One of the other young ladies got away from me before I unbuckled her halter and so we were doing the dosey-dance around the cedars in the front pasture. After watching for a few minutes, LUINIL apparently decided that ASILA couldn't figure out which way to go, so she trots out alongside her and starts leading her out to the pasture. (grrrrrr!) I cut loose with a bit of harsh language - shocking poor LUINIL - and when she turned and looked at me, I called her to come. She had the funniest look on her face, and looked at ASILA like "what the heck", and came right to me. ASILA kept running around, being silly and after a few minutes, here comes TELPE, nosing up and standing quiet with me and LUINIL.


What they were doing is showing ASILA that 'by me' is where she should be. Horses have an interesting concept, it's a little hard to explain. They don't really understand "come to me". They can learn the human version easily enough, but as a directive, it's not a natural phrase to them because "close-together'=safe is so deeply instinctively ingrained that it's never needed. "Go away" is, basically, a punishment with the reward being the removal of the "go away" allows them to return. Consider that a horse herd like a little pack of magnets. It takes an effort to pull one away, but for it to return you simply release it.


I'm not ASILA's 'mom', so it isn't natural for her to come to me. She doesn't like wearing the halter and rope and she had no way to know that I was trying to take it off of her. By LUINIL and TELPE coming to stand beside me, they created a .... go back to our magnet example .... 'pull' to bring her in to me. And it worked. After a couple of minutes, she slipped right up between the other two and I was able to take her halter off.


The other 'escapee' was our young gelding LANDROVAL. He had found a good patch of grass outside the gate and would dance around and circle without letting me catch his halter. TELPE came up, as close to us as she could, but it wasn't a strong enough pull for him. He would go to her then dart away again and snatch another mouthful of grass.

The third helpful young lady in this little saga is Miree (MIREYENION) who is practicing to one day be Boss Mare and so she's very much clued in to who is being good and who is being bad. She gets pretty upset when someone is bad - she'll be extra good, I guess to try to offset the badness(?). And she needs a lot of reassurance as to her goodness and the rightness of the universe.


So she was pacing at the gate, getting increasingly agitated with LANDROVAL's badness and when I finally caught his rope and walked him through the gate, as soon as I slipped his halter off and stepped away she lunged and took a huge bite out of his shoulder!!


I usually don't tolerate aggression like that, but I also have a policy not to interfere in 'horse business' as long as they don't kick or bite when a person is close.

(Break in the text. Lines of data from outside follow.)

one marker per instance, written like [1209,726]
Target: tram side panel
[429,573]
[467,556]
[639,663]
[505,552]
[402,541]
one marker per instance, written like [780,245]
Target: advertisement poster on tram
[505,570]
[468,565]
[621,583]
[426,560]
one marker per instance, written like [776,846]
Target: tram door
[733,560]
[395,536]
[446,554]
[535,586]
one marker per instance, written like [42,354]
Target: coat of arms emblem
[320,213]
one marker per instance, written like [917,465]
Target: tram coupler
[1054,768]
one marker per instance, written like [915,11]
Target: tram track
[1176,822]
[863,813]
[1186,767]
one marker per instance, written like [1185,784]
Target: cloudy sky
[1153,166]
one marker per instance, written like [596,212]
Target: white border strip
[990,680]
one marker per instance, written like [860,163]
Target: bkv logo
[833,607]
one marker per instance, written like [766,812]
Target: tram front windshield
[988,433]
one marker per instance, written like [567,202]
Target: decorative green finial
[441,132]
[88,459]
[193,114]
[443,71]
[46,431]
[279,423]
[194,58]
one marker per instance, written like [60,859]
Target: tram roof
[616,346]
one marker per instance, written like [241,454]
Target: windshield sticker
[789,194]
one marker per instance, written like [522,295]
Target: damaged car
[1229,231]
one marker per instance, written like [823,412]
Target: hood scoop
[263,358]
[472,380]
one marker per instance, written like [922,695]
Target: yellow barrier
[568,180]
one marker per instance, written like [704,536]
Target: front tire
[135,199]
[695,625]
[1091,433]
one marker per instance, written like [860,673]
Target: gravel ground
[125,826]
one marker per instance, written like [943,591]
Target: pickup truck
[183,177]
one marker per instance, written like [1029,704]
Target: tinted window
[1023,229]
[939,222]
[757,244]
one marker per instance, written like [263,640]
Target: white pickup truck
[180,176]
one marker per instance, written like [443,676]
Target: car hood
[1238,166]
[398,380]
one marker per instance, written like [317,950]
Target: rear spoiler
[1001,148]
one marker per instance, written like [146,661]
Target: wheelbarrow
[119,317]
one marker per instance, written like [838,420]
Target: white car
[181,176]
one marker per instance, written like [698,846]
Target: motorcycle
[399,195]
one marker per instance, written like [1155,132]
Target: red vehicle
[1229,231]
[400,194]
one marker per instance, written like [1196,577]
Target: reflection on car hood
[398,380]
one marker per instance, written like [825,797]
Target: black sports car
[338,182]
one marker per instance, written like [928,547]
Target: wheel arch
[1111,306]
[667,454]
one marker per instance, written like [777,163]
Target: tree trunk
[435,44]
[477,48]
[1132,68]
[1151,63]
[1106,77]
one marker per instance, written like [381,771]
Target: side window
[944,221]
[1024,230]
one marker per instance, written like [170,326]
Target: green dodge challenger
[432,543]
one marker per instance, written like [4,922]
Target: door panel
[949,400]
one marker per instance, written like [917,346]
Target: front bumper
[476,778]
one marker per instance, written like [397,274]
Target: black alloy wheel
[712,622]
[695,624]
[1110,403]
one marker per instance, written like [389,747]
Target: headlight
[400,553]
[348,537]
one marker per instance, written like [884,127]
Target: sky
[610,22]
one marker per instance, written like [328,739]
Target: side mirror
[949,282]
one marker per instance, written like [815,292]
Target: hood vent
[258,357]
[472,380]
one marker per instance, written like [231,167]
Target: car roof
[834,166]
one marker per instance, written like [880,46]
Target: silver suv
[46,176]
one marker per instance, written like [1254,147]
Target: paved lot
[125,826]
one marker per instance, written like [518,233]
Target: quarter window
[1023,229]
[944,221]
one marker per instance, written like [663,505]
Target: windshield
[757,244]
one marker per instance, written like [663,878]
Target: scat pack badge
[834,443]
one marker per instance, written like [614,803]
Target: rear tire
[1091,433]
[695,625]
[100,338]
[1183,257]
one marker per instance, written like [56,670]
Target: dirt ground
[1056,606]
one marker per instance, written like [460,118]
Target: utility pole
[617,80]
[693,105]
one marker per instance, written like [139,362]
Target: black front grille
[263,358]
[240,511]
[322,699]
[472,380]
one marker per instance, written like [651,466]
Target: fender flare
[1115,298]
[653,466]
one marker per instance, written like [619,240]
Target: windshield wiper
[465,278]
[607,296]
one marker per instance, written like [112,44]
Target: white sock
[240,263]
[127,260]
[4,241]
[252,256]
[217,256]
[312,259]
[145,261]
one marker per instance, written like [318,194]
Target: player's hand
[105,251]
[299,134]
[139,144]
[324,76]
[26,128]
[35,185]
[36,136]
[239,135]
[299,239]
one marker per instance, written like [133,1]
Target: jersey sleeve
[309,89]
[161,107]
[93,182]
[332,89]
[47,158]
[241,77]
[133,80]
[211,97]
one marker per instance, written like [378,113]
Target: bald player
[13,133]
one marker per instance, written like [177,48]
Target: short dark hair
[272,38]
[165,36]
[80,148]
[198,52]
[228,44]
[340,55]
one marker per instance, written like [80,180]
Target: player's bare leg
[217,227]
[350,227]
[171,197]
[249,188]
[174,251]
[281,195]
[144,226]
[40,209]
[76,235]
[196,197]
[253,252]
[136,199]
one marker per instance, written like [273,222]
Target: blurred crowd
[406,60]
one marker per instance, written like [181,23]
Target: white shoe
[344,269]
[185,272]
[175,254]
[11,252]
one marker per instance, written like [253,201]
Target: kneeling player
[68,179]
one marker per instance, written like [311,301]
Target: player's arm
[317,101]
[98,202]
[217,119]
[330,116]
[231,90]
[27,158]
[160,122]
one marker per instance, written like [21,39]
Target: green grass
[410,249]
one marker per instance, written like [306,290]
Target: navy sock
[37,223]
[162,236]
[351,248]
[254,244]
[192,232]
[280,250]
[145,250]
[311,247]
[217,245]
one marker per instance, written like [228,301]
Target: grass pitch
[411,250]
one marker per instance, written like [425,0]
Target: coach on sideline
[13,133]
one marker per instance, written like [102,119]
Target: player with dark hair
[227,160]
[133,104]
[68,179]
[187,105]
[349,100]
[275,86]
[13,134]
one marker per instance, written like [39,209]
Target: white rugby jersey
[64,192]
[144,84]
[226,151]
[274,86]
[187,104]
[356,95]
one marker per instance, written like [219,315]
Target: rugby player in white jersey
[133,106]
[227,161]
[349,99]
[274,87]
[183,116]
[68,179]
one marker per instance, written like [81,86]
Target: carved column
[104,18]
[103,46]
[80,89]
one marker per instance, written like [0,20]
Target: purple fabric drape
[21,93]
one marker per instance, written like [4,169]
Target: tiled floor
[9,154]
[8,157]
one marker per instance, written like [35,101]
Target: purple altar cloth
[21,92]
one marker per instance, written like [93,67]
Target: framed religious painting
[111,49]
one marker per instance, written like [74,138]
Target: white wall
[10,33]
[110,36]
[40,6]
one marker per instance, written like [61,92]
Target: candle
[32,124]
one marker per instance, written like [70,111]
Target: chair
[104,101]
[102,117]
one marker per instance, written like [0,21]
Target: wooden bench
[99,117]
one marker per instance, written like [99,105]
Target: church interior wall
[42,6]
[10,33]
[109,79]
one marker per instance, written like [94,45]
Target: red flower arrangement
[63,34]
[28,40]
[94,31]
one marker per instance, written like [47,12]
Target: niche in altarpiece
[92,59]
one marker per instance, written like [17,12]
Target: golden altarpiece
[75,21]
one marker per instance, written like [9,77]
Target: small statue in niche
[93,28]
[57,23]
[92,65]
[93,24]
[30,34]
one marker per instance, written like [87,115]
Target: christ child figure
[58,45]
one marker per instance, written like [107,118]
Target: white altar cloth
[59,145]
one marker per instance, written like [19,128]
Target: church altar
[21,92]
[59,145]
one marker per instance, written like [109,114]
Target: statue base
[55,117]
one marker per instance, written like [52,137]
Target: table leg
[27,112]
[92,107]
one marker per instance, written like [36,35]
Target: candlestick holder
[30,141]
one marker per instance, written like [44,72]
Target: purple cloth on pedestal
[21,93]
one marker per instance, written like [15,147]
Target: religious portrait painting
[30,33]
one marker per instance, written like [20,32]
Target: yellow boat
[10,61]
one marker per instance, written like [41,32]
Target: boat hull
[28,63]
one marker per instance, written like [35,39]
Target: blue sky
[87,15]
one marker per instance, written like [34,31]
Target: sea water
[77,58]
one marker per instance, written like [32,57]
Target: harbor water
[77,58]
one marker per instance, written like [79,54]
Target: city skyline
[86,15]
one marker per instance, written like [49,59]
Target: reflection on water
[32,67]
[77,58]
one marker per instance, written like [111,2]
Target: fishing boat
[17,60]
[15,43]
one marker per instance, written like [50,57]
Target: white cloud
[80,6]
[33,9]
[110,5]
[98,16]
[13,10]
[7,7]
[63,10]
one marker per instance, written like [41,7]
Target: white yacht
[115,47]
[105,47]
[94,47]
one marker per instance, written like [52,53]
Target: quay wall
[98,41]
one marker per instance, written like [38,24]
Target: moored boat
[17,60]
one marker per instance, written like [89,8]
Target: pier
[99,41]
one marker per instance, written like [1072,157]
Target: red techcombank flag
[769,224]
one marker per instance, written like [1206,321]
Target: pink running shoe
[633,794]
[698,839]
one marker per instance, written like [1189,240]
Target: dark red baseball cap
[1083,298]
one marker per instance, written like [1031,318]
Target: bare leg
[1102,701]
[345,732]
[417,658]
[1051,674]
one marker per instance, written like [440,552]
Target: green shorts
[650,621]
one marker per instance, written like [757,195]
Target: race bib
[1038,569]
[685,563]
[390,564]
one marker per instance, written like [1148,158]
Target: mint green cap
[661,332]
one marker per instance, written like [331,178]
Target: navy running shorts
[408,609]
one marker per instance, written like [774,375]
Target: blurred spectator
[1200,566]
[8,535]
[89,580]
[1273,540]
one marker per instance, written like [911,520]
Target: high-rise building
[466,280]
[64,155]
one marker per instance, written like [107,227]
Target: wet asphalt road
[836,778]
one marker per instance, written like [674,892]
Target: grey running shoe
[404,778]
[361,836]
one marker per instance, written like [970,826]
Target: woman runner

But in this case - she was right, he had been bad - and she was soooooo proud of herself, I just couldn't help but give her just a tiny bit of praise. She's not normally a biter or an aggressive mare - and I can't help but think there may come a day when I need her to watch my back.

2 comments:

Leah Braemel said...

Thanks Miree! She got Landroval back for his misbehaviour when I was there a few months back ! He got a taste of his own medicine. Good girl!

And LOL about the changing the radio station and rearranging the tool shed - I had no idea horses could be so clever or capable - I'd love to have a video spy camera and catch them in action. (Would the radio be covered in horse slobber I wonder, or does it depend upon the deftness of the particular horse?)

Anne P said...

I love herd interaction/dynamics. How wonderful you have some responsible older adults to help offset the dorkiness of the less-than-4 crowd.

My youngster's favorite thing when he was a 3 and 4-y/o was to stack rocks in little cairns. Sometimes they would be out in the pasture. Other times, he would carefully put a beautifully constructed sculpture inside his stall right at the door, so I'd be sure to see it (?). I always praised him lavishly - I thought they were beautiful. Alas, he has given up that in the last few years since he's "grown up".